Only when a marked-content sequence consists entirely of clipping objects shall the clipping objects be considered part of the sequence. In this case, the sequence is known as a marked clipping sequence. Such sequences may be nested. In Example 2, for instance, multiple lines of text are used to clip a subsequent graphics object (in this case, a filled path). Each line of text shall be bracketed within a separate marked clipping sequence, tagged Pgf. The entire series shall be bracketed in turn by an outer marked clipping sequence, tagged Clip.

NOTE

The marked-content sequence tagged ClippedText is not a marked clipping sequence, since it contains a filled rectangular path that is not a clipping object. The clipping objects belonging to the Clip and Pgf sequences are therefore not considered part of the ClippedText sequence.

EXAMPLE 2

/ClippedText BMC
    /Clip << … >>
        BDC
            BT
                7 Tr                    % Begin text clip mode
                /Pgf BMC
                    ( Line 1 ) Tj
                EMC
                    /Pgf BMC
                        ( Line ) '
                        ( 2 ) Tj
                EMC
            ET                            % Set current text clip
        EMC
    100 100 10 10 re f                    % Filled path
EMC

The precise rules governing marked clipping sequences shall be as follows:

  • A clipping object shall be a path object ended by the operator sequence W n or W* n or a text object painted in text rendering mode 7.
  • An invisible graphics object shall be a path object ended by the operator n only (with no preceding W or W*) or a text object painted in text rendering mode 3.
  • A visible graphics object shall be a path object ended by any operator other than n, a text object painted in any text rendering mode other than 3 or 7, or any XObject invoked by the Do operator.
  • An empty marked-content element shall be a marked-content point or a marked-content sequence that encloses no graphics objects.
  • A marked clipping sequence shall be a marked-content sequence that contains at least one clipping object and no visible graphics objects.
  • Clipping objects and marked clipping sequences shall be considered part of an enclosing marked-content sequence only if it is a marked clipping sequence.
  • Invisible graphics objects and empty marked-content elements shall always be considered part of an enclosing marked-content sequence, regardless of whether it is a marked clipping sequence.
  • The q (save) and Q (restore) operators may not occur within a marked clipping sequence.

Example 3 illustrates the application of these rules. Marked-content sequence S4 is a marked clipping sequence because it contains a clipping object (clipping path 2) and no visible graphics objects. Clipping path 2 is therefore considered part of sequence S4. Marked-content sequences S1, S2, and S3 are not marked clipping sequences, since they each include at least one visible graphics object.
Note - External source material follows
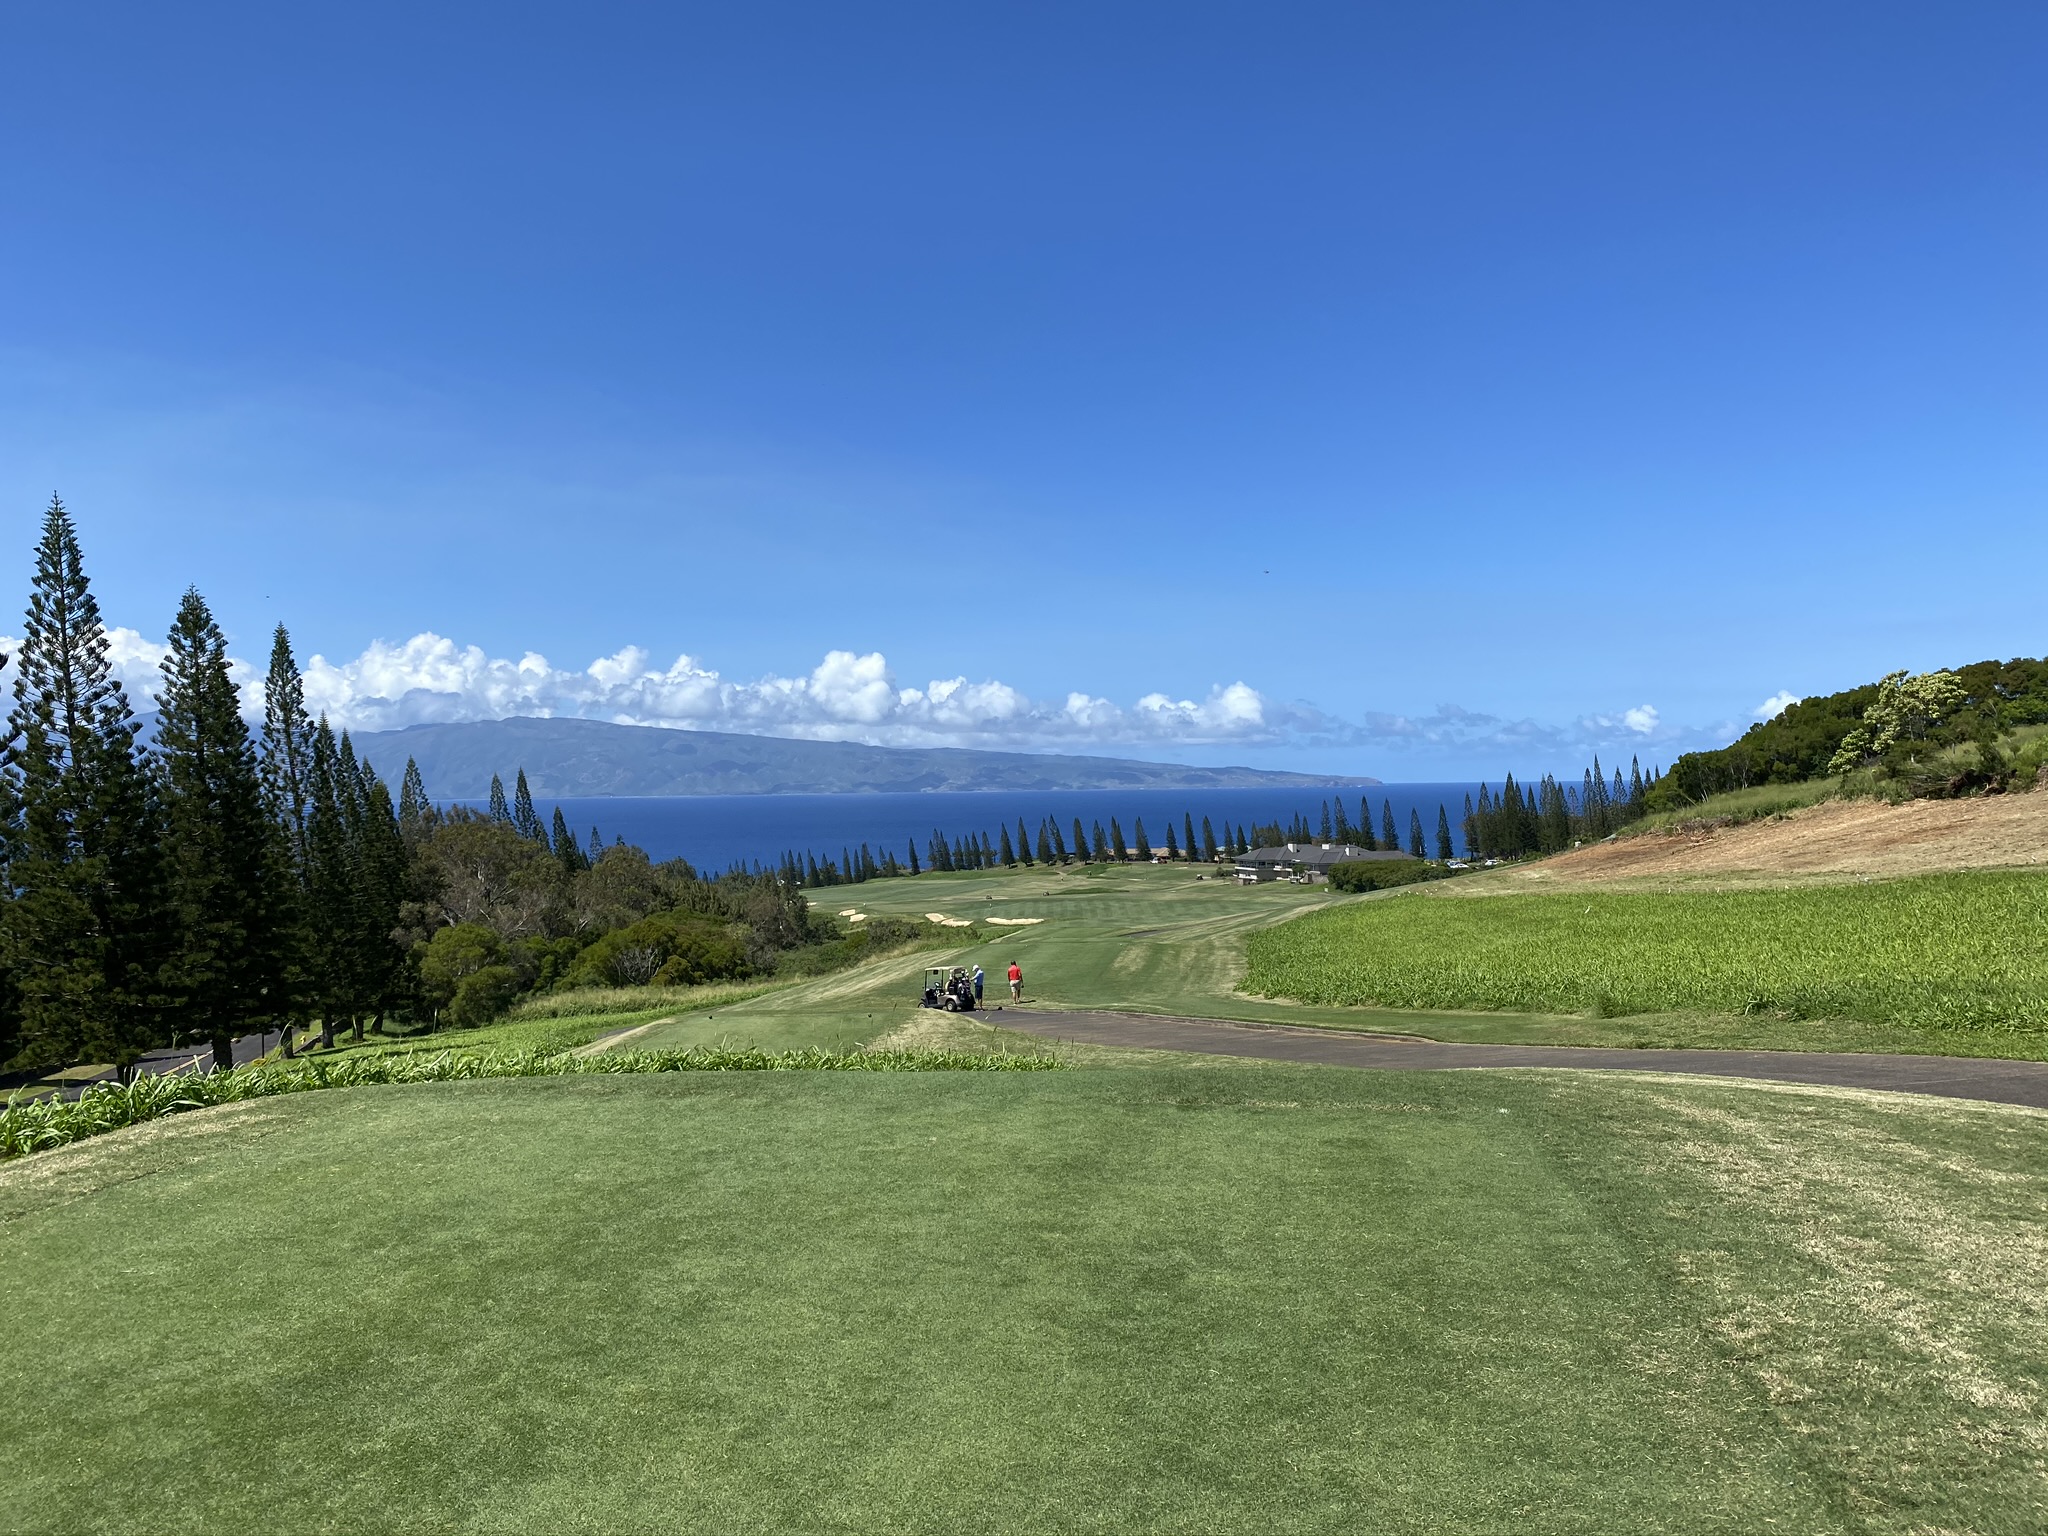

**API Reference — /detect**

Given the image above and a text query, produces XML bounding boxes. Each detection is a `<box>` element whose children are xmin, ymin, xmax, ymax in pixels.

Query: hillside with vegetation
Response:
<box><xmin>1650</xmin><ymin>656</ymin><xmax>2048</xmax><ymax>807</ymax></box>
Thus, clipping paths 1 and 2 are not part of any of these three sequences.

EXAMPLE 3

/S1 BMC
    /S2 BMC
        /S3 BMC
            0 0 m
            100 100 l
            0 100 l W n        % Clipping path 1
            0 0 m
            200 200 l
            0 100 l f          % Filled path
        EMC

        /S4 BMC
            0 0 m
            300 300 l
            0 100 l W n        % Clipping path 2
        EMC
    EMC
    100 100 10 10 re f         % Filled path
EMC

In Example 4 marked-content sequence S1 is a marked clipping sequence because the only graphics object it contains is a clipping path. Thus, the empty marked-content sequence S3 and the marked-content point P1 are both part of sequence S2, and S2, S3, and P1 are all part of sequence S1.

EXAMPLE 4

/S1 BMC
    … Clipping path …
    /S2 BMC
        /S3 BMC
        EMC
        /P1 DP
    EMC
EMC

In Example 5 marked-content sequences S1 and S4 are marked clipping sequences because the only object they contain is a clipping path. Hence the clipping path is part of sequences S1 and S4; S3 is part of S2; and S2, S3, and S4 are all part of S1.

EXAMPLE 5

/S1 BMC
    /S2 BMC
        /S3 BMC
        EMC
    EMC

    /S4 BMC
        … Clipping path …
    EMC
EMC